If you don't follow Heidi Heilig on twitter (@heidiheilig), you should. Not only is she funny and smart, but she posts the most amazing book-inspired fashions for all the 2016 debut authors.
I wasn't at all surprised to find that Heidi's debut, THE GIRL FROM EVERYWHERE, is as delightful and detail-conscious as she is. Sixteen-year-old Nix was born in 1868 Hawaii, but she hails from, well, everywhere. Her father is a Navigator, able to travel across time in his ship, so long as he has an accurate map of his destination. His current obsession is returning to 1868 Hawaii, to save Nix's mom before she dies giving birth to Nix. But much as Nix has loved traveling with her father, much as she likes the idea of meeting her mother, this is one destination she wants to avoid at all costs: if her father succeeds, it might wipe out Nix's very existence.
While much of the book deals with Nix's wrestle with her father's obsession, there's so much more. When they arrive in 1884 Hawaii in search of the much-sought-after map, she meets a range of new characters who challenge her in new ways, and she falls in love with the island that might be the closest thing she has to home.
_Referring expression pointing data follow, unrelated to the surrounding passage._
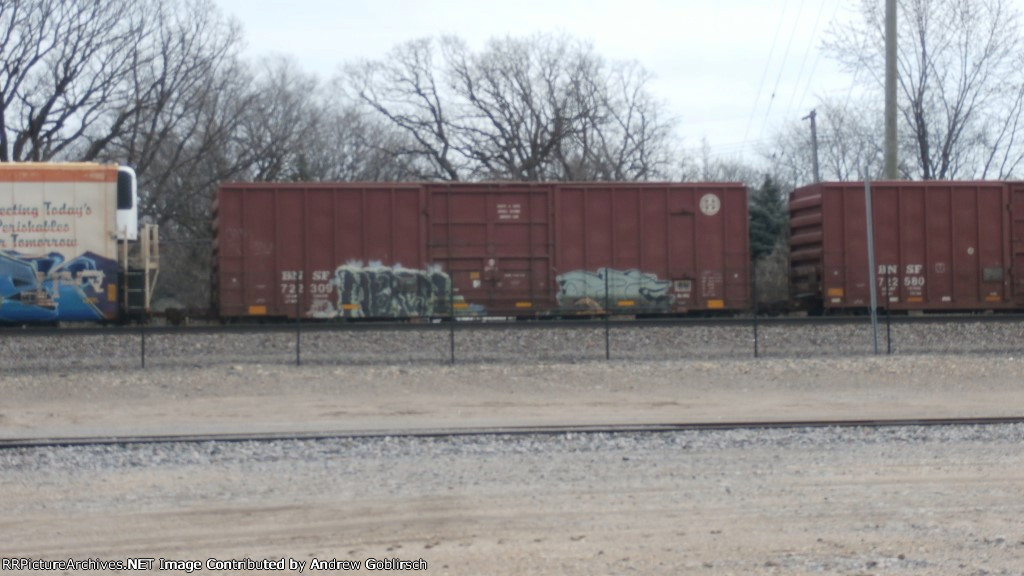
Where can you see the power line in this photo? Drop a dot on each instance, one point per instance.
(764, 75)
(807, 51)
(781, 68)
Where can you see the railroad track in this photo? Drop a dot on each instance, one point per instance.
(7, 444)
(501, 324)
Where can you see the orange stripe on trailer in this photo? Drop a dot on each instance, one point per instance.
(70, 172)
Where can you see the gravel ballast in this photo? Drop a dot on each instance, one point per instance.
(897, 500)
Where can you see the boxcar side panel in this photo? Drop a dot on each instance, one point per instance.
(496, 241)
(654, 248)
(322, 251)
(937, 245)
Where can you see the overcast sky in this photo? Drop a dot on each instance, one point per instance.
(717, 63)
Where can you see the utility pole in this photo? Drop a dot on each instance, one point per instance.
(890, 152)
(814, 144)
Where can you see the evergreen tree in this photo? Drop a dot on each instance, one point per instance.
(768, 218)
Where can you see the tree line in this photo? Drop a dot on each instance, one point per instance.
(161, 85)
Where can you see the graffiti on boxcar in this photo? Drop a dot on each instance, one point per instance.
(582, 289)
(379, 291)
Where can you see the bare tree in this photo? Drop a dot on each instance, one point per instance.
(65, 63)
(528, 109)
(960, 79)
(406, 90)
(850, 137)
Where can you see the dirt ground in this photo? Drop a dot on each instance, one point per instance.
(252, 398)
(887, 507)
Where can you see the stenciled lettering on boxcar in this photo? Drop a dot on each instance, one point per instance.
(379, 291)
(583, 289)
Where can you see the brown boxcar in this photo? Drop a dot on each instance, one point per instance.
(370, 250)
(938, 245)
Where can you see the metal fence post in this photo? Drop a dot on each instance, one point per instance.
(452, 317)
(141, 329)
(607, 318)
(754, 305)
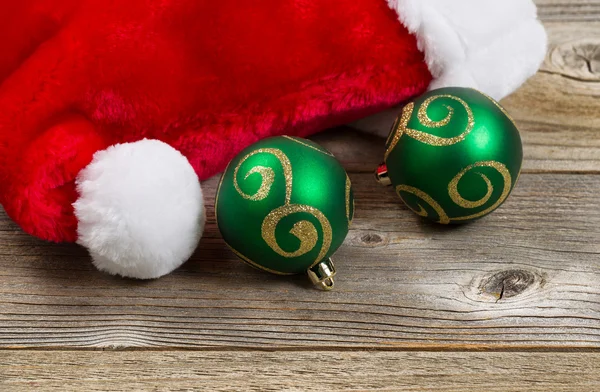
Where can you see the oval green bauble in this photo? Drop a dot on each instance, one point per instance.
(285, 205)
(453, 155)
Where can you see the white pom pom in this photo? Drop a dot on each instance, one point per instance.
(140, 209)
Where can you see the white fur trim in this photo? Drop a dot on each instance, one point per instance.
(140, 209)
(490, 45)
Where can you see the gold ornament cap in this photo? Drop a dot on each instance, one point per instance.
(381, 175)
(322, 274)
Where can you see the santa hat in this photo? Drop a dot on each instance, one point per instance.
(111, 111)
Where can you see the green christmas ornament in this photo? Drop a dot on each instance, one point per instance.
(453, 155)
(284, 205)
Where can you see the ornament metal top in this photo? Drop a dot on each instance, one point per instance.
(453, 155)
(285, 205)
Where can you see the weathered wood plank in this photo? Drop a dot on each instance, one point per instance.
(569, 10)
(298, 371)
(557, 111)
(527, 276)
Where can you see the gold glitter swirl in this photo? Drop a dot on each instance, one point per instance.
(425, 197)
(400, 126)
(267, 174)
(319, 149)
(348, 189)
(305, 231)
(500, 168)
(424, 119)
(461, 201)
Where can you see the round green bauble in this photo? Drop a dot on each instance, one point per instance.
(284, 205)
(454, 155)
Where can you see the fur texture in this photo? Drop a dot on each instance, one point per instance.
(211, 77)
(490, 45)
(206, 77)
(140, 209)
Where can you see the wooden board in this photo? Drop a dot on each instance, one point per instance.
(402, 283)
(511, 302)
(297, 371)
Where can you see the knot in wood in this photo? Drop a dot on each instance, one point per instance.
(507, 284)
(578, 60)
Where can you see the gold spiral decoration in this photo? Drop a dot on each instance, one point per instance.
(304, 230)
(424, 119)
(500, 168)
(425, 197)
(457, 198)
(267, 174)
(401, 128)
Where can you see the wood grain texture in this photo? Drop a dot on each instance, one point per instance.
(455, 309)
(557, 111)
(571, 11)
(403, 283)
(298, 371)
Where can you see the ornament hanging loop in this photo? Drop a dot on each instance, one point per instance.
(322, 274)
(381, 175)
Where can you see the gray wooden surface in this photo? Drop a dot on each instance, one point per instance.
(510, 302)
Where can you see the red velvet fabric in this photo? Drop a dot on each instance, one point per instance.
(209, 77)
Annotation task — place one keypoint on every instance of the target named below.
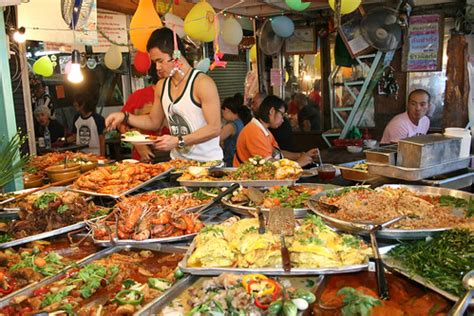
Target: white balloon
(175, 21)
(113, 58)
(231, 31)
(204, 65)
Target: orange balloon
(144, 22)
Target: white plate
(137, 141)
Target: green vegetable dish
(441, 260)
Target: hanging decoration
(176, 57)
(142, 62)
(347, 6)
(232, 31)
(43, 67)
(253, 53)
(203, 65)
(175, 21)
(217, 53)
(113, 58)
(283, 26)
(297, 5)
(144, 22)
(199, 22)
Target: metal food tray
(116, 196)
(351, 174)
(51, 233)
(248, 210)
(386, 233)
(416, 174)
(28, 290)
(50, 189)
(175, 291)
(212, 271)
(397, 266)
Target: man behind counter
(412, 122)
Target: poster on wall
(423, 49)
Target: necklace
(180, 80)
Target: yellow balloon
(199, 23)
(144, 22)
(253, 53)
(113, 57)
(347, 6)
(43, 67)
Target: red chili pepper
(40, 291)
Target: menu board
(423, 49)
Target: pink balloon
(67, 68)
(142, 62)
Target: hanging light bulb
(19, 35)
(75, 75)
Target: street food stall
(360, 229)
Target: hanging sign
(423, 49)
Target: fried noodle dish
(47, 211)
(118, 177)
(157, 214)
(239, 245)
(119, 284)
(359, 204)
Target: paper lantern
(283, 26)
(144, 22)
(232, 31)
(142, 62)
(253, 54)
(113, 58)
(297, 5)
(203, 65)
(174, 21)
(199, 23)
(43, 67)
(347, 6)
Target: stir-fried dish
(156, 214)
(118, 177)
(180, 165)
(294, 197)
(238, 244)
(25, 265)
(38, 164)
(359, 204)
(255, 168)
(354, 294)
(442, 260)
(47, 211)
(119, 284)
(249, 294)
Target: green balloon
(297, 5)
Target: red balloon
(142, 62)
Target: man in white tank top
(188, 99)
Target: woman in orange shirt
(255, 138)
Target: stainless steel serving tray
(248, 210)
(28, 290)
(416, 174)
(153, 308)
(269, 271)
(398, 267)
(245, 183)
(50, 189)
(387, 233)
(116, 196)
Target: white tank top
(184, 117)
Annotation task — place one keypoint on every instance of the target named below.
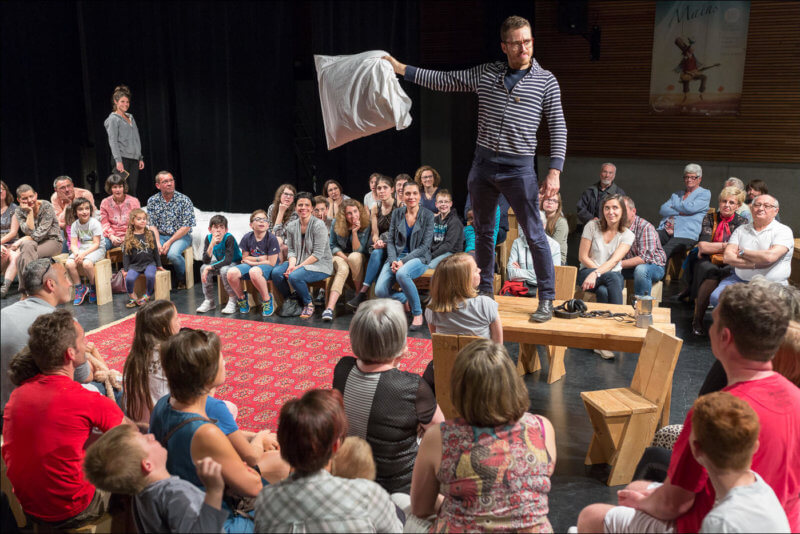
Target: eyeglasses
(520, 44)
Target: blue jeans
(299, 278)
(404, 276)
(376, 259)
(175, 253)
(608, 287)
(644, 276)
(514, 177)
(435, 261)
(725, 282)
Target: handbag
(118, 282)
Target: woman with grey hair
(384, 405)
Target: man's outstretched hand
(399, 68)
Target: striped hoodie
(507, 120)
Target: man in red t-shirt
(46, 424)
(749, 326)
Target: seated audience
(194, 365)
(333, 191)
(310, 260)
(48, 286)
(46, 424)
(520, 262)
(310, 431)
(87, 248)
(220, 255)
(172, 218)
(723, 439)
(644, 263)
(384, 405)
(125, 462)
(408, 251)
(555, 224)
(62, 199)
(38, 226)
(501, 230)
(349, 241)
(9, 228)
(469, 231)
(708, 269)
(260, 251)
(140, 256)
(744, 209)
(115, 210)
(762, 247)
(493, 464)
(592, 197)
(448, 232)
(380, 220)
(400, 182)
(749, 326)
(370, 199)
(455, 307)
(428, 180)
(282, 211)
(321, 210)
(603, 245)
(354, 460)
(683, 213)
(143, 377)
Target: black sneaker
(356, 301)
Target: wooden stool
(163, 285)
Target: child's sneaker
(244, 306)
(80, 293)
(206, 306)
(230, 307)
(268, 308)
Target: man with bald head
(763, 247)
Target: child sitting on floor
(126, 462)
(260, 251)
(139, 256)
(723, 438)
(87, 247)
(220, 254)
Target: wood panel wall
(606, 102)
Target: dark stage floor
(574, 485)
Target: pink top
(494, 479)
(114, 217)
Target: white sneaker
(206, 306)
(230, 307)
(605, 354)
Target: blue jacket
(688, 213)
(421, 236)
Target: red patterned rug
(266, 364)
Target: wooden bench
(445, 349)
(625, 419)
(528, 360)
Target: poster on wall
(698, 57)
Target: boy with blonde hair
(125, 461)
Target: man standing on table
(512, 97)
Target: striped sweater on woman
(507, 120)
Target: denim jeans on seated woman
(376, 259)
(404, 276)
(608, 287)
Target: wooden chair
(625, 419)
(445, 349)
(528, 361)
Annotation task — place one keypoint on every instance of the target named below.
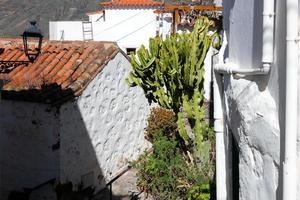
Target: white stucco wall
(130, 28)
(66, 30)
(104, 128)
(254, 106)
(27, 133)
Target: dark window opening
(129, 50)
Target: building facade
(259, 161)
(69, 117)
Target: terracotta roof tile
(131, 3)
(61, 72)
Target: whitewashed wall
(27, 133)
(66, 30)
(130, 28)
(254, 106)
(104, 128)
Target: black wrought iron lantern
(32, 39)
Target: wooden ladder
(87, 29)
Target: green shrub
(165, 174)
(162, 121)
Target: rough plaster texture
(254, 106)
(103, 129)
(95, 135)
(27, 133)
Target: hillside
(15, 14)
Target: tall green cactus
(171, 73)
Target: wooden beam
(171, 8)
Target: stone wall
(254, 105)
(28, 139)
(103, 129)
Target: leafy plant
(171, 73)
(165, 174)
(161, 121)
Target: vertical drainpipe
(222, 172)
(289, 165)
(221, 169)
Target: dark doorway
(235, 169)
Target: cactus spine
(171, 73)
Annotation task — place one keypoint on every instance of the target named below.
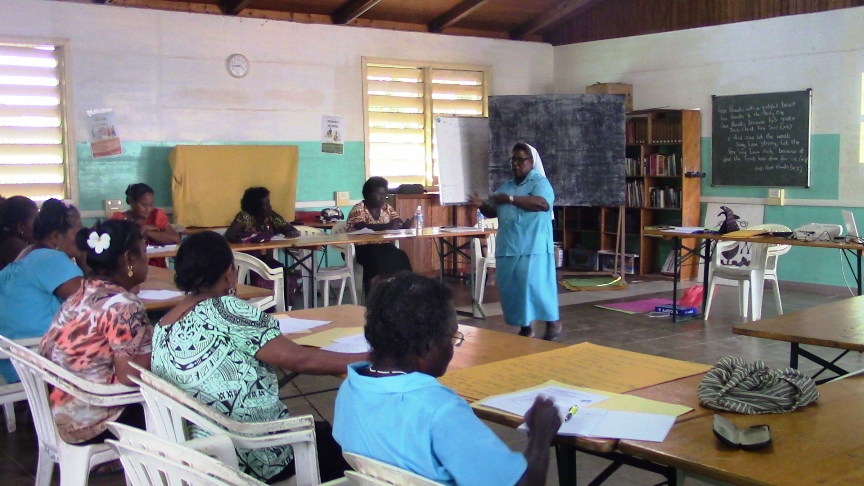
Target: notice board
(580, 139)
(761, 140)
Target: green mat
(607, 282)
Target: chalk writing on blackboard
(761, 139)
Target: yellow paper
(585, 364)
(616, 401)
(325, 338)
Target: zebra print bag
(752, 388)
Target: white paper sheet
(153, 248)
(290, 325)
(519, 403)
(159, 294)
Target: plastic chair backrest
(373, 472)
(246, 263)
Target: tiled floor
(699, 341)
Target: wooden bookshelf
(661, 147)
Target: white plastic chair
(246, 263)
(10, 393)
(172, 409)
(370, 472)
(36, 372)
(152, 461)
(751, 279)
(482, 264)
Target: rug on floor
(635, 306)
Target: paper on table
(326, 338)
(290, 324)
(518, 403)
(159, 294)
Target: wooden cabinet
(422, 251)
(663, 169)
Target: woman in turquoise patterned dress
(222, 350)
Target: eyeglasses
(458, 338)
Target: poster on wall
(332, 134)
(102, 128)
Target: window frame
(426, 67)
(67, 125)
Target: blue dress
(413, 422)
(27, 299)
(524, 255)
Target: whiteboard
(463, 158)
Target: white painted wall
(164, 72)
(823, 51)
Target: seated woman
(222, 350)
(154, 224)
(16, 227)
(256, 220)
(373, 212)
(394, 410)
(101, 329)
(33, 287)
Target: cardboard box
(606, 261)
(614, 88)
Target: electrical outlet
(343, 198)
(776, 197)
(112, 206)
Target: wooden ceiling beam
(564, 11)
(455, 14)
(233, 7)
(350, 11)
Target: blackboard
(761, 140)
(580, 139)
(463, 157)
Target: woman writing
(100, 329)
(154, 224)
(222, 350)
(523, 253)
(393, 408)
(17, 215)
(33, 287)
(373, 212)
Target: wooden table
(441, 236)
(821, 443)
(837, 325)
(163, 279)
(705, 243)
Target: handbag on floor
(752, 388)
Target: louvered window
(33, 158)
(401, 100)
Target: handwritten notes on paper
(585, 364)
(761, 139)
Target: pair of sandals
(553, 332)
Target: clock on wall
(237, 65)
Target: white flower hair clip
(99, 243)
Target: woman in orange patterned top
(154, 224)
(373, 212)
(101, 329)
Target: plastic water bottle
(418, 220)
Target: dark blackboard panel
(580, 139)
(761, 140)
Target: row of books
(636, 131)
(654, 165)
(658, 197)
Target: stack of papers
(292, 325)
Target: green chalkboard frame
(761, 140)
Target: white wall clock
(237, 65)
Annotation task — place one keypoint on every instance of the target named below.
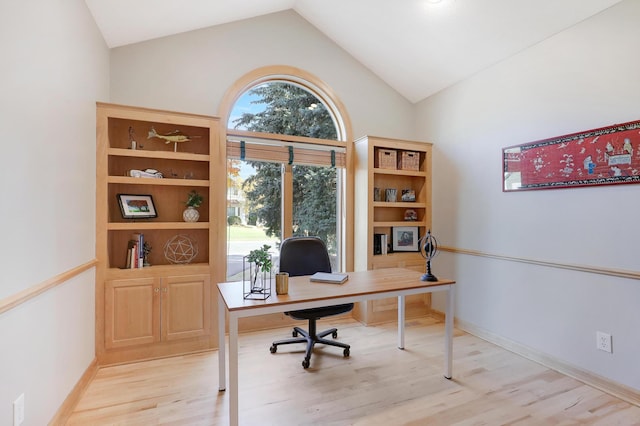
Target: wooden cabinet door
(186, 306)
(132, 312)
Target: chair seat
(321, 312)
(306, 256)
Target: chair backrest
(304, 256)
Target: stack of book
(135, 251)
(380, 244)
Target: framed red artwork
(604, 156)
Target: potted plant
(194, 200)
(260, 265)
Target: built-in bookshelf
(393, 193)
(151, 299)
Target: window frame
(310, 83)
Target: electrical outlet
(18, 410)
(603, 341)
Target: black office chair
(306, 256)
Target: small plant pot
(190, 214)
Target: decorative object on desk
(377, 194)
(380, 245)
(174, 137)
(329, 277)
(258, 263)
(410, 215)
(428, 250)
(604, 156)
(180, 249)
(282, 283)
(405, 238)
(136, 206)
(408, 195)
(390, 195)
(194, 200)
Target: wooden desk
(303, 294)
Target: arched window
(288, 155)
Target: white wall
(54, 68)
(582, 78)
(192, 71)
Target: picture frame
(405, 238)
(137, 206)
(604, 156)
(408, 195)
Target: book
(325, 277)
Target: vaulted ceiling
(418, 47)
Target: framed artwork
(137, 206)
(408, 195)
(605, 156)
(405, 238)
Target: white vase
(190, 214)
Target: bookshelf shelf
(161, 309)
(381, 166)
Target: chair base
(311, 338)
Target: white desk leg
(448, 330)
(222, 379)
(401, 322)
(233, 370)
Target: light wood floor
(377, 385)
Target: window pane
(315, 200)
(254, 195)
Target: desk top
(359, 284)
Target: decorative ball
(180, 249)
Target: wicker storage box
(409, 160)
(387, 159)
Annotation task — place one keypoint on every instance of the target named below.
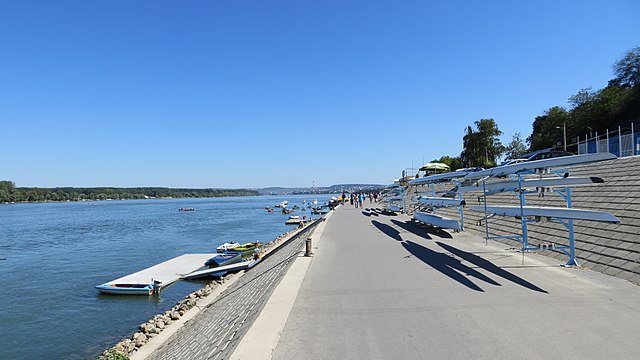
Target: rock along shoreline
(155, 331)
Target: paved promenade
(379, 287)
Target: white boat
(437, 220)
(497, 187)
(548, 212)
(539, 164)
(439, 201)
(226, 246)
(444, 177)
(221, 270)
(129, 289)
(393, 208)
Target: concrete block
(612, 271)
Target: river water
(53, 254)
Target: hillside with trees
(590, 112)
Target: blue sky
(282, 93)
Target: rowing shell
(548, 212)
(540, 164)
(437, 220)
(439, 201)
(497, 187)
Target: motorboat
(248, 249)
(226, 246)
(226, 258)
(130, 289)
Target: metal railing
(621, 142)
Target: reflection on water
(54, 254)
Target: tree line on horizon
(590, 112)
(9, 193)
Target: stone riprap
(152, 328)
(222, 323)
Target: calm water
(52, 255)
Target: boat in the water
(226, 258)
(130, 289)
(247, 249)
(293, 220)
(320, 210)
(226, 246)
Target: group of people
(358, 199)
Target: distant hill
(333, 189)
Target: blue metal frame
(432, 192)
(565, 193)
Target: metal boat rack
(521, 193)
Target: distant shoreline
(15, 195)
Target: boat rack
(564, 191)
(431, 200)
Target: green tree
(482, 147)
(627, 69)
(548, 128)
(515, 148)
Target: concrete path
(379, 287)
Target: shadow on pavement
(448, 265)
(489, 266)
(388, 230)
(420, 230)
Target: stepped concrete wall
(613, 249)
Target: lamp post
(564, 130)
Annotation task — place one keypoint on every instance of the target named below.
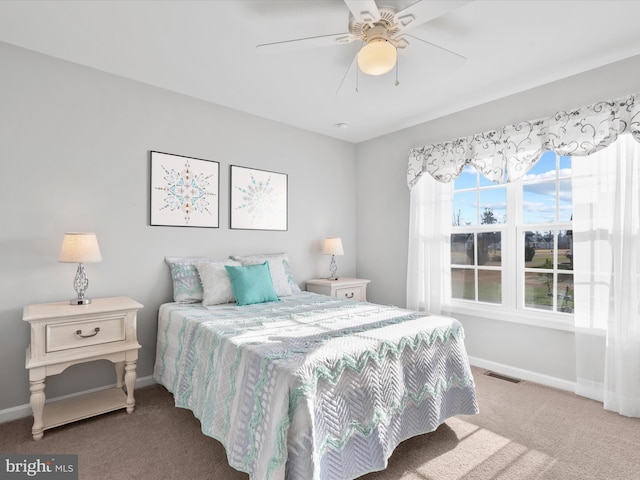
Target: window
(511, 245)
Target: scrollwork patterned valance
(506, 155)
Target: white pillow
(276, 267)
(216, 282)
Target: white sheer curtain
(606, 229)
(428, 287)
(607, 247)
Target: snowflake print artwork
(184, 191)
(258, 199)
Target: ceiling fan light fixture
(377, 57)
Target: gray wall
(74, 153)
(383, 210)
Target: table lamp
(333, 246)
(80, 248)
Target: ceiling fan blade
(438, 56)
(305, 43)
(363, 10)
(424, 11)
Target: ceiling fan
(382, 31)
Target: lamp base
(80, 301)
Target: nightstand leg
(130, 381)
(37, 407)
(119, 373)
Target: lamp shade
(377, 57)
(80, 247)
(333, 246)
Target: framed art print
(184, 191)
(258, 199)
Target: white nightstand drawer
(346, 288)
(96, 331)
(351, 293)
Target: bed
(309, 386)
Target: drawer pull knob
(95, 332)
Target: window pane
(538, 290)
(490, 286)
(565, 208)
(538, 249)
(490, 249)
(565, 167)
(462, 249)
(543, 169)
(565, 250)
(493, 206)
(565, 293)
(463, 283)
(465, 208)
(466, 179)
(539, 202)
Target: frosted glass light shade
(377, 57)
(80, 247)
(333, 246)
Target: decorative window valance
(507, 154)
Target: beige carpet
(524, 431)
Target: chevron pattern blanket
(313, 387)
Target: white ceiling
(207, 50)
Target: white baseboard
(522, 374)
(21, 411)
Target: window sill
(536, 319)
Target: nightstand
(63, 335)
(348, 288)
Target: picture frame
(258, 199)
(184, 191)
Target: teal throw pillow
(252, 284)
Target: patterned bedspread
(313, 387)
The characters in Heilig's debut are charming, from strong-willed, smart-mouthed Nix, to her friend Kashmir, a talented thief; to the more-straight laced American-Hawaiian boy she meets in 1884. But what really sold me on the story was the details: the deftness with which Heilig throws in a casual reference to the Arabian tales cheek by jowl with the sky-herring who light the lamps of the Temptation (her father's ship). The story itself is interesting, complex, and fast-paced, but it was the attention to wonderful historical details that made me fall in love with this story.